O relator cita como uma das causas da desarticulação a dissolução, ainda que não formal, do comitê presidido pela Casa Civil da Presidência da República (CGPID), com a participação de diversos ministérios, cuja atribuição era a de gerir, em sentido amplo, as iniciativas de inclusão digital no País. "Essa gestão foi assumida, em 2011, pela Secretaria de Inclusão Digital (SID) do Ministério das Comunicações, que, além de conduzir programas que já eram de sua responsabilidade, como o Programa Governo Eletrônico – Serviço de Atendimento ao Cidadão (Gesac) e Telecentros Comunitários, recebeu a responsabilidade pelos programas Telecentros.BR e Computadores para a Inclusão, este último relacionado à recuperação de computadores e à capacitação de jovens de baixa renda", afirma o ministro, destacando que outras ações do governo na área ocorrem sem a interferência da SID.

Outra crítica do TCU foi com relação à desativação do Fórum Brasil Conectado, "que era considerada uma importante instância de diálogo entre o setor público, setor privado e a sociedade civil, funcionando como um ambiente de discussão, acompanhamento e aprimoramento do Plano Nacional de Banda Larga", sustenta o relator. Dantas entende que, além da multiplicidade de ações descoordenadas, faltam a atualização periódica das ações e a necessária avaliação da efetividade dos programas.

O relatório também aponta fragilidades no orçamento das ações governamentais de inclusão digital, que consumiram cerca de R$ 18 bilhões entre 2008 e 2014. Desse montante, diz o documento, 82% se referem a renúncias fiscais. Nesse período, os empenhos para o Minicom passaram de R$ 41 milhões, em 2008, para R$ 470 milhões, em 2014. Porém, ressalta o ministro, ao se examinar os órgãos, a execução orçamentária varia bastante. "Entre as ações consideradas como de inclusão digital, o Fundo para o Desenvolvimento Tecnológico das Telecomunicações (Funttel) liquidou 68% do orçamento disponível, o Ministério do Planejamento 53%, o Minicom 29%, o Ministério da Ciência, Tecnologia e Inovação 6% e o Fundo de Universalização de Serviços de Telecomunicações (Fust) nada liquidou", disse.
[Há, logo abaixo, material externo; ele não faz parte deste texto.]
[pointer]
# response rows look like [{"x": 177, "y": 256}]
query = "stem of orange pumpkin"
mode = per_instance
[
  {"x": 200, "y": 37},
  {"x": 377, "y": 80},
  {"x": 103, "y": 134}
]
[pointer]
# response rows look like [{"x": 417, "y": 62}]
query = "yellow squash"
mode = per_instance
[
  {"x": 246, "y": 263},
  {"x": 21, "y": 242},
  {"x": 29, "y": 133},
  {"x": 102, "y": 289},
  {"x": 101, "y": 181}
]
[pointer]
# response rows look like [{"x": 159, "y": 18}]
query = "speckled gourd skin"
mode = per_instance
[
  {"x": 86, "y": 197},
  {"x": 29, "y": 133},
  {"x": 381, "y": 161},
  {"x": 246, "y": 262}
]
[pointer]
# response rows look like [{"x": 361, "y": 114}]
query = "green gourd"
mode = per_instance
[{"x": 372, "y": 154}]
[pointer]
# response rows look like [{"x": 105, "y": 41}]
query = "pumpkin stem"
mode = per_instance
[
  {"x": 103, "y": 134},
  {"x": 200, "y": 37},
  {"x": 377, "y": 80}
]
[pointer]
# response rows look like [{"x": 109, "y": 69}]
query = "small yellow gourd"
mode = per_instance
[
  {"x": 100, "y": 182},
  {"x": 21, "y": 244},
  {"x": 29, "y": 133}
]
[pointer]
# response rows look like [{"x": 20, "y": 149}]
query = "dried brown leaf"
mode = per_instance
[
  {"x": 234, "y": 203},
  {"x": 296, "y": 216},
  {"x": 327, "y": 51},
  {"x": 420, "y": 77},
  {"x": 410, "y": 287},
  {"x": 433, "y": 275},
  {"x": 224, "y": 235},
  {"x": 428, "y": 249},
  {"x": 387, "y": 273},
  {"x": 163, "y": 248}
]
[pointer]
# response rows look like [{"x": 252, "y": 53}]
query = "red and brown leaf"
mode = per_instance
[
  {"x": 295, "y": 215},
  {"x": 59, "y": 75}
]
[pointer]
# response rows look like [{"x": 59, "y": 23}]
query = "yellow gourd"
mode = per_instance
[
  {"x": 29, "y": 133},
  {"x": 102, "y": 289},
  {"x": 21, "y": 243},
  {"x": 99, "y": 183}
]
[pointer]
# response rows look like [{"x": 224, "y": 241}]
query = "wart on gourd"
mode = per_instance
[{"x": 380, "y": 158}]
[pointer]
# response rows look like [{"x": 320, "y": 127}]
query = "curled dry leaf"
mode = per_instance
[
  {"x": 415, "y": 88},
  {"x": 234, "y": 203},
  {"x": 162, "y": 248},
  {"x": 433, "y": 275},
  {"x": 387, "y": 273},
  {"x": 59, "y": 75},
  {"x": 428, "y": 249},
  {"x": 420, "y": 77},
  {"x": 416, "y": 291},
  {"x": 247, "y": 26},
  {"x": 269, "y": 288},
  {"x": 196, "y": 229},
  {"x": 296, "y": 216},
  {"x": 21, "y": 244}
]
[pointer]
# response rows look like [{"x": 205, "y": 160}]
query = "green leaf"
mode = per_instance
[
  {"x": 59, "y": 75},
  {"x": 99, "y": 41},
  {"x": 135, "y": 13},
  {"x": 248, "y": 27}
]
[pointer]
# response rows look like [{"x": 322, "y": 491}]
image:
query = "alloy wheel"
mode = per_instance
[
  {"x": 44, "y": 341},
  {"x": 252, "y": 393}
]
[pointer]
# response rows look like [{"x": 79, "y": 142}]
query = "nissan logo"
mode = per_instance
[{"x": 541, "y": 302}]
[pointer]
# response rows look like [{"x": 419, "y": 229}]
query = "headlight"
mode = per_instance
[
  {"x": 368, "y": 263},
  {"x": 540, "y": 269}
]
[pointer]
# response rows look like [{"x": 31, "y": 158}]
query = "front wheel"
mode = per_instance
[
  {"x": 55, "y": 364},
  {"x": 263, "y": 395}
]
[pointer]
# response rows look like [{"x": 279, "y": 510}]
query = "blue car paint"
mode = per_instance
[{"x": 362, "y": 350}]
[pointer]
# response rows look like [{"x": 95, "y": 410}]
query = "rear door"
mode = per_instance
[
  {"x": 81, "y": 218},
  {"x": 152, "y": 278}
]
Ainda com relação à execução orçamentária, a principal ação sob responsabilidade da Telebras – implantação da infraestrutura da Rede Nacional de Banda Larga – teve execução de apenas 9% em 2011, subindo para 68% em 2014. Nesse período, foram repassados à estatal R$ 978 milhões.

Já as renúncias tributárias associadas à inclusão digital, no mesmo período (2008-2014), representam um valor cinco vezes maior do que os dispêndios orçamentários. "Somente entre 2013 e 2014, a renúncia fiscal foi de R$ 9,8 bilhões com um único programa", salienta o relator. Para ele, os baixos percentuais de execução e a possibilidade de sobreposição de ações de diferentes órgãos do Poder Executivo e de Unidades da Federação, como no caso das relativas aos telecentros, são fatos que podem comprometer a efetividade dessa política pública, sinalizando oportunidades de melhoria.

"Em suma, foram identificadas fragilidades em aspectos essenciais da política de inclusão digital, relacionados à infraestrutura, política de acesso, conteúdo adequado para inclusão e capacitação do cidadão para utilização das TIC. Também foram encontradas falhas no processo de gestão, com destaque para as deficiências na articulação dos diversos atores envolvidos nas ações governamentais, o que pode ser visto como um dos maiores desafios a ser enfrentado para a efetiva inclusão digital da população. Essa falha não só agrava a possibilidade de isolamento ou redundância das ações, como também dificulta o desenvolvimento de uma visão sistêmica da política", conclui o relatório.